Professional: Malcolm White
PATIENT #353587-839311 SIMON HALLORANN
Visited patient at HCA Florida St. Petersburg Hospital. Patient’s primary care physician expresses concern at the lingering distress from a seizure episode in October 2020. MRI & EEG returned no abnormal results.
Patient demonstrated extreme distress on my arrival. I have included an abridged transcript of my first moments with the patient below.
Patient: Who are you? Who are you?
Me: I’m Doctor White. I’m just here to talk with you. I want to help.
Patient: Why did you close the door?
Me: So we can be alone, Simon.
Patient: Go away! I know what you are! Don’t get near me!
Me: (Indicating a potted miniature tree on his bedside table) That’s a nice plant. Who got that for you?
Patient: No one. It’s dead. They won’t let me get rid of it.
At this point, the patient’s distress at my presence appeared to transfer to the potted tree. The patient stared fixedly at the tree throughout my questioning, answered distractedly, and refused to meet my eyes.
Me: You said you know what I am. What did you mean?
Patient: Nothing. I want my mom.
Me: Don’t worry. I’ll get her for you.
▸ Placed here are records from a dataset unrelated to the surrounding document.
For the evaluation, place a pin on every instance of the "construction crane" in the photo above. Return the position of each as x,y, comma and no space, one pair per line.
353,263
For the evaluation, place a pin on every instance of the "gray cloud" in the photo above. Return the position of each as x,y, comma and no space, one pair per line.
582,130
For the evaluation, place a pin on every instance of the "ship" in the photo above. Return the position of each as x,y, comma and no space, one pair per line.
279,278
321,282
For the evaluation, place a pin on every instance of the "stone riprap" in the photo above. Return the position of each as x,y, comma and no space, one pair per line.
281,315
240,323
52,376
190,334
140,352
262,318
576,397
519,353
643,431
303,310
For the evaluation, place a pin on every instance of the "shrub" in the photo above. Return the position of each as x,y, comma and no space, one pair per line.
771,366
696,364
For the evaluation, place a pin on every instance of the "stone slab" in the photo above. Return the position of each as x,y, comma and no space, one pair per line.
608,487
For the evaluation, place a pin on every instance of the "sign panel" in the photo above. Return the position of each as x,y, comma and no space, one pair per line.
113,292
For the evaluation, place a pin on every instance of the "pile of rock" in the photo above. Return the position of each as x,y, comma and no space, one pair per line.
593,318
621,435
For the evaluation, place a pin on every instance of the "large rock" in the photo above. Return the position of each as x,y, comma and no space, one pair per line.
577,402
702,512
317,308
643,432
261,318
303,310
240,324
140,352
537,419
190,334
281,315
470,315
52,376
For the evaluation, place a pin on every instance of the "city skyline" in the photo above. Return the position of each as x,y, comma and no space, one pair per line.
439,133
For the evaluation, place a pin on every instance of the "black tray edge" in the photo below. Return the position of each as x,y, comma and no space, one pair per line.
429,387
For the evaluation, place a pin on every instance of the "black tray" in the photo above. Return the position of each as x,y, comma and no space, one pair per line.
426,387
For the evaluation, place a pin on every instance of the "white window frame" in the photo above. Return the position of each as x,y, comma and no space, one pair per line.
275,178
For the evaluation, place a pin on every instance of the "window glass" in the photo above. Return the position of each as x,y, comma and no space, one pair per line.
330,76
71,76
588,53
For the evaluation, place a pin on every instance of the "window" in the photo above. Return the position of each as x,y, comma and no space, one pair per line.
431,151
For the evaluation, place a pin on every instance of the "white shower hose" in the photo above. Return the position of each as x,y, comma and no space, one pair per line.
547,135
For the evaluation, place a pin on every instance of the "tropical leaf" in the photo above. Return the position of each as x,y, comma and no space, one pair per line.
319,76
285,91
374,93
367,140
But first, we need to talk. Why don’t you tell me what you remember about your episode in October?
The patient reported no memory of the event, and again asked to speak to his mother. My understanding is that he has two “mothers” — his biological father is transsexual — so I pressed him for clarification. Which mother did he want?
The patient avoided this question rather adroitly and asked me, once again, who I was and what I wanted. I repeated that I was Dr. White, here to help him: specifically, that I was here to learn why he was still bedridden following a single seizure several months ago, despite having no measurable physical symptoms.
The first step with a difficult client, especially a child, is to acclimate them to my presence. I expect to spend the first few sessions alleviating their suspicion. My hope is that Simon will soon understand I am not going away.
Patient is listless, distressed, and paranoid.
All medical tests have returned results within normal range.
Notes on these sessions will have no attempts at any formal clinical diagnoses, of mental health conditions or otherwise: I am here to treat my patient, not to diagnose him.
However: it is my initial impression that the patient is being untruthful with me, particularly with regards to his memory of his seizure event. For a ten-year-old, Simon appears shrewd and calculated. While distressed and frightened, I do not believe he is disoriented or disconnected from reality. His paranoia is not pathological.
As stated above. I will attempt no intervention until I am confident that Simon is comfortable with my presence. His trust in me is paramount.
In the next session, I will see if we cannot unearth the roots of his suspicions.